Ao cenário "desolador" das prisões preventivas, do ponto de vista do acusador, soma-se uma outra estatística mais recente: quando o crime é econômico, o índice de sucesso do Ministério Público Federal é menor. No ano de 2008, 93% das 455 decisões do TRF da 3ª Região dadas em processos envolvendo estelionato foram favoráveis ao acusador. Mas, no caso das 93 decisões dadas pelo tribunal em ações penais por crimes contra o Sistema Financeiro Nacional, o Ministério Público Federal obteve um índice de 81% de decisões favoráveis. A situação é semelhante no rol de decisões proferidas pelo TRF no primeiro semestre deste ano, quando o índice de sucesso do Ministério Público em ações por estelionato foi de 81%, contra 74% nos processos envolvendo apropriação indébita de INSS (veja quadro acima).

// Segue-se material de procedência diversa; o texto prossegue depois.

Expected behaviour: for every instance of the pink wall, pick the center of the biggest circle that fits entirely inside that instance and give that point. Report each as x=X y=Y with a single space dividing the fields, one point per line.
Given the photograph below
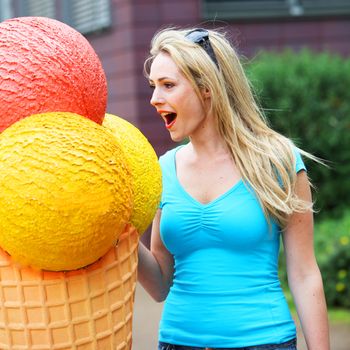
x=124 y=47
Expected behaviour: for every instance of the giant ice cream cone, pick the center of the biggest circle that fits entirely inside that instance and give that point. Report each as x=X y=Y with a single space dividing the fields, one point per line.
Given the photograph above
x=86 y=309
x=75 y=195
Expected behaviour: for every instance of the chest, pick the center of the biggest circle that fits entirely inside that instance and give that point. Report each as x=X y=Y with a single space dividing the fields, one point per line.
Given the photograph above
x=206 y=181
x=234 y=221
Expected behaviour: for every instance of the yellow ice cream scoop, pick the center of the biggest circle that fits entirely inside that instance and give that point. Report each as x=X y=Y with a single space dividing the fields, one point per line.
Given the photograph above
x=66 y=193
x=144 y=167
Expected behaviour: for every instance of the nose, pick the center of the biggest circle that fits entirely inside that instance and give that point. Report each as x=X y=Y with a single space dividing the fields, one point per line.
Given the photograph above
x=156 y=98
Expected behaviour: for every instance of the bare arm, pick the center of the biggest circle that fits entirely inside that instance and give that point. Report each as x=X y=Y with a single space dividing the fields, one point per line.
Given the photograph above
x=155 y=266
x=304 y=276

"Há uma tolerância da sociedade em relação a crimes econômicos", diz o procurador regional da República Marcelo Moscogliato, que coordenou o estudo em conjunto com a procuradora chefe da Procuradoria Regional da República da 3ª Região, Luiza Cristina Fonseca Frischeisen. Moscogliato cita como exemplo o caso da sonegação fiscal - crime cometido pelo empresário, mas estimulado pela não-exigência da nota fiscal, por exemplo. Além disso, segundo ele, a extinção da punibilidade no caso do pagamento do tributo sonegado é um mecanismo que leva ao uso do processo penal para a cobrança de dívidas. Já no caso do tráfico de drogas, há um consenso da sociedade em relação aos danos provocados pelo crime, "independentemente da condição financeira do réu", diz o procurador.

Uma das dificuldades apontadas por membros do Ministério Público para que as ações penais por crimes econômicos tenham eficácia - ou seja, gerem condenações - é o nível de exigência das provas. De acordo com o procurador Fernando de Almeida Martins, do Ministério Público Federal em Minas Gerais, na ação cível o indício de uma fraude é suficiente para levar à condenação na Justiça. Já no caso da ação penal, "o nível de prova exigido é absolutamente inviável", diz. Segundo ele, o sistema penal brasileiro tem diversas falhas que praticamente inviabilizam a punição do crime econômico. "Atuar na área penal é pedir para pagar um psicólogo, tamanha a frustração", diz o procurador, que há dez anos deixou a área penal e hoje atua na área de direitos do consumidor. "A prova indiciária (reunião de indícios que comprovem a prática de um crime) é muito difícil de ser aceita pela Justiça em matéria penal", afirma o procurador regional da República na 5ª Região Sady d'Assumpção Torres Filho.

Para o procurador da República no Rio de Janeiro, Antônio do Passo Cabral, que atua na área de crimes financeiros, criou-se ao longo do tempo o que ele chama de "fetiche da prova técnica" na esfera penal - e um dos exemplos disso é o boom de interceptações telefônicas dos últimos anos. Em um levantamento realizado nos tribunais brasileiros, o Conselho Nacional de Justiça (CNJ) identificou, em agosto deste ano, 7,5 mil linhas telefônicas interceptadas com autorização judicial, um volume 40% menor do que em outubro do ano passado, quando foram encontrados 12 mil grampos com autorização judicial. Já a CPI dos Grampos instalada no Congresso Nacional em dezembro de 2007 chegou a estimar a existência de 400 mil escutas no país. Segundo o procurador, a escuta acabou se tornando uma prova indispensável pela resistência dos juízes em condenar diante da probabilidade de existência de um crime a partir dos indícios. "Há um preconceito em se admitir a prova persuasiva, feita por indícios, ainda que o Supremo Tribunal Federal (STF) já tenha jurisprudência no sentido de que pode haver condenação criminal por indícios", diz.